CLC Genomics Workbench allows the user to design primers and probes for TaqMan PCR applications.
TaqMan probes are oligonucleotides that contain a fluorescent reporter dye at the 5' end and a quenching dye at the 3' end. Fluorescent molecules become excited when they are irradiated and usually emit light. However, in a TaqMan probe the energy from the fluorescent dye is transferred to the quencher dye by fluorescence resonance energy transfer as long as the quencher and the dye are located in close proximity i.e. when the probe is intact. TaqMan probes are designed to anneal within a PCR product amplified by a standard PCR primer pair. If a TaqMan probe is bound to a product template, the replication of this will cause the Taq polymerase to encounter the probe. Upon doing so, the 5'exonuclease activity of the polymerase will cleave the probe. This cleavage separates the quencher and the dye, and as a result the reporter dye starts to emit fluorescence.
The TaqMan technology is used in Real-Time quantitative PCR. Since the accumulation of fluorescence mirrors the accumulation of PCR products it can can be monitored in real-time and used to quantify the amount of template initially present in the buffer.
The technology is also used to detect genetic variation such as SNP's. By designing a TaqMan probe which will specifically bind to one of two or more genetic variants it is possible to detect genetic variants by the presence or absence of fluorescence in the reaction.
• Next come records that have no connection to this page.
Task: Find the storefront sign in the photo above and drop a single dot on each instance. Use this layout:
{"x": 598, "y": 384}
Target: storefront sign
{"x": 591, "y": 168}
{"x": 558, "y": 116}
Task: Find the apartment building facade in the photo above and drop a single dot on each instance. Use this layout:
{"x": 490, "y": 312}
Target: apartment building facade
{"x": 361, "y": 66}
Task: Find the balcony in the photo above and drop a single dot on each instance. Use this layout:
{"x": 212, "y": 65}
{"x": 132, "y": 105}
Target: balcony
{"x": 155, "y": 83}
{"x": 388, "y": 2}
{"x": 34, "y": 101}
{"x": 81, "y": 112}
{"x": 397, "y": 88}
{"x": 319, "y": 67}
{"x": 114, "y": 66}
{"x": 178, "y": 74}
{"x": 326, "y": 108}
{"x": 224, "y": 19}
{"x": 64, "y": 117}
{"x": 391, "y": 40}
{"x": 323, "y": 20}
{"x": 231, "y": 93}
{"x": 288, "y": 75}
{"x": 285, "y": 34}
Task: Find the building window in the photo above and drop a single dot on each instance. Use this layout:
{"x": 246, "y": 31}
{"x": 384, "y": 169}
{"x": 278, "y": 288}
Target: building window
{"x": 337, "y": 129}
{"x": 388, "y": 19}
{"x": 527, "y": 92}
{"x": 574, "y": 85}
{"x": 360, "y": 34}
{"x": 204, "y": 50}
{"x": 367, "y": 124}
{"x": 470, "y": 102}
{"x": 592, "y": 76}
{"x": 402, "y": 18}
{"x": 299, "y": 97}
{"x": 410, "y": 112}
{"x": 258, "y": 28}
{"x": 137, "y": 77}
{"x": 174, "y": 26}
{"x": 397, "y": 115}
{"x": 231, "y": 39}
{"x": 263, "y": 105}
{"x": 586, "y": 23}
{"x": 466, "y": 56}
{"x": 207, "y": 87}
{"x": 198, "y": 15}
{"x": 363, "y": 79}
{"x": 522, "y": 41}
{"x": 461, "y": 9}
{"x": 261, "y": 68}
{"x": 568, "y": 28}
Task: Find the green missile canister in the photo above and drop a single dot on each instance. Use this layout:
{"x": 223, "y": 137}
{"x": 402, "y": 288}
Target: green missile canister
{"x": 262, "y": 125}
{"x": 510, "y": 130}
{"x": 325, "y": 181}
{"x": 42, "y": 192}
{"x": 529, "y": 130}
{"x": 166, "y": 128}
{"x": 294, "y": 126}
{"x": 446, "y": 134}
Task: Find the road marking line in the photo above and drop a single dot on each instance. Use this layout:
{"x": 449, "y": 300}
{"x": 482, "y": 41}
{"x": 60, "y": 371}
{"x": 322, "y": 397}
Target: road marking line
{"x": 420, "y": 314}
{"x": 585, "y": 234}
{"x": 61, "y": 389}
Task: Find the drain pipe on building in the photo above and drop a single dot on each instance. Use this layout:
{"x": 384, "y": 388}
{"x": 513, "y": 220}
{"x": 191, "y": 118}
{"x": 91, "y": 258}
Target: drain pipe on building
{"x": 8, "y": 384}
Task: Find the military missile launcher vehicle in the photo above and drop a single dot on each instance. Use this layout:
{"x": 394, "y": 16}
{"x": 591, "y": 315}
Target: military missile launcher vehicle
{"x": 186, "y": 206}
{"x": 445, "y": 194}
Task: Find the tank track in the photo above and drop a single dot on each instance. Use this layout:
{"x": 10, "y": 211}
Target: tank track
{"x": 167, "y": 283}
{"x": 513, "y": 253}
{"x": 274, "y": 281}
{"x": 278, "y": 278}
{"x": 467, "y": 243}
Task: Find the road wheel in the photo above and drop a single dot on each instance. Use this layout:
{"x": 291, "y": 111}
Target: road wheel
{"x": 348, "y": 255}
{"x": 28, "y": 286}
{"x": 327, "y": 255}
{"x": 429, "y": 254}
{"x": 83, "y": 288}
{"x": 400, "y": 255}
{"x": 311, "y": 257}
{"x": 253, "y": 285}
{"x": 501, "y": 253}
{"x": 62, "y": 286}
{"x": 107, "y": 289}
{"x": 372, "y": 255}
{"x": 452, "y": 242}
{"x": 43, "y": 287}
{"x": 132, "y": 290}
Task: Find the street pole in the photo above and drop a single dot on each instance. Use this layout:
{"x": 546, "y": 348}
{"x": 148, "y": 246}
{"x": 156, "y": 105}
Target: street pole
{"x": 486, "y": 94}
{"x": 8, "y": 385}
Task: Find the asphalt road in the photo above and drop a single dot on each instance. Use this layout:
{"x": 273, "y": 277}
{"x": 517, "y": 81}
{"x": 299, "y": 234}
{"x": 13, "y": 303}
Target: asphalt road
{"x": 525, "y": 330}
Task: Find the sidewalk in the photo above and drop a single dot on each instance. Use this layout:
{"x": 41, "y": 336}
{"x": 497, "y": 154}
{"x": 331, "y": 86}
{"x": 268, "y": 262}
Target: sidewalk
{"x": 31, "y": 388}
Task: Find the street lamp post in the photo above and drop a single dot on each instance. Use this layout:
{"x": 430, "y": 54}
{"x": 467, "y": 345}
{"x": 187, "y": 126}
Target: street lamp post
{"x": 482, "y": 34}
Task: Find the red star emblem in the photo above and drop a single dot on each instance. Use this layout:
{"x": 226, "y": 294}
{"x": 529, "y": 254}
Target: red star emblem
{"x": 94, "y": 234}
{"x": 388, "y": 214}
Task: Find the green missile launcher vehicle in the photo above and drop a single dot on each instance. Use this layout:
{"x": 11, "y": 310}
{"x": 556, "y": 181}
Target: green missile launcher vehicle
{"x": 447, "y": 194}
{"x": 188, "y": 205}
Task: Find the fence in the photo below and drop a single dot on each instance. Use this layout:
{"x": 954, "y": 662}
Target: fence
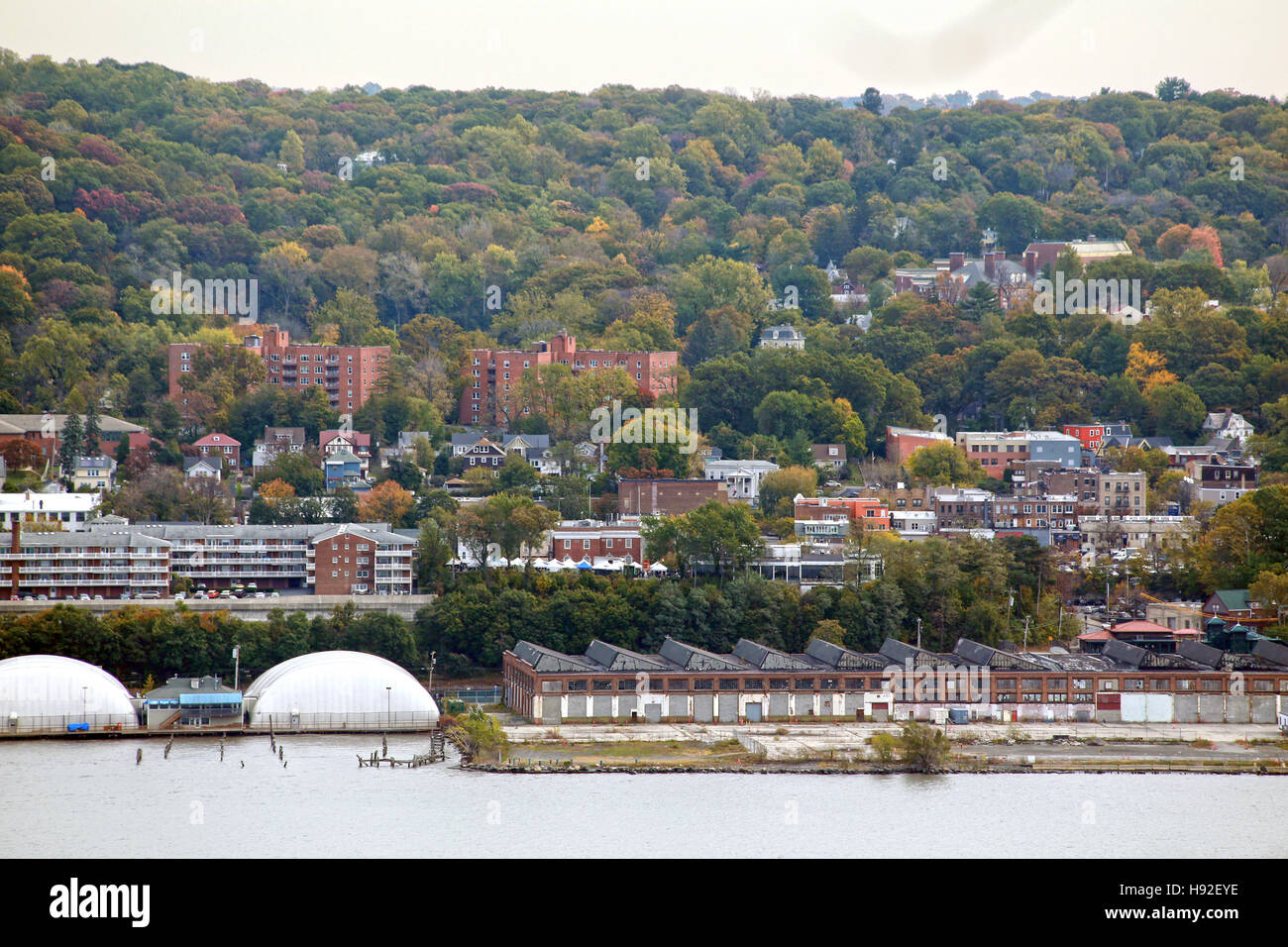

A specific requirement of TaqMan probes is that a G nucleotide can not be present at the 5' end since this will quench the fluorescence of the reporter dye. It is recommended that the melting temperature of the TaqMan probe is about 10 degrees celsius higher than that of the primer pair.
Primer design for TaqMan technology involves designing a primer pair and a TaqMan probe.
In TaqMan the user must thus define three regions: a Forward primer region, a Reverse primer region, and a TaqMan probe region. The easiest way to do this is to designate a TaqMan primer/probe region spanning the sequence region where TaqMan amplification is desired. This will automatically add all three regions to the sequence. If more control is desired about the placing of primers and probes the Forward primer region, Reverse primer region and TaqMan probe region can all be defined manually. If areas are known where primers or probes must not bind (e.g. repeat rich areas), one or more No primers here regions can be defined. The regions are defined by making a selection on the sequence and right-clicking the selection.
It is required that at least a part of the Forward primer region is located upstream of the TaqMan Probe region, and that the TaqMan Probe region, is located upstream of a part of the Reverse primer region.
In TaqMan mode the Inner melting temperature menu in the primer parameters panel is activated allowing the user to set a separate melting temperature interval for the TaqMan probe.
After exploring the available primers (see Graphical display of primer information) and setting the desired parameter values in the Primer Parameters preference group, the Calculate button will activate the primer design algorithm.
In this dialog the options to set a minimum and a desired melting temperature difference between outer and inner refers to primer pair and probe respectively.
Furthermore, the central part of the dialog contains an additional parameter
- Maximum length of amplicon - determines the maximum length of the PCR fragment generated in the TaqMan analysis.
The output table can show primer/probe-pair combination parameters for all three combinations of primers and single primer parameters for both primers and the TaqMan probe (see section on Standard PCR for an explanation of the available primer-pair and single primer information).
The fragment length in this mode refers to the length of the PCR fragment generated by the primer pair, and this is also the PCR fragment which can be exported.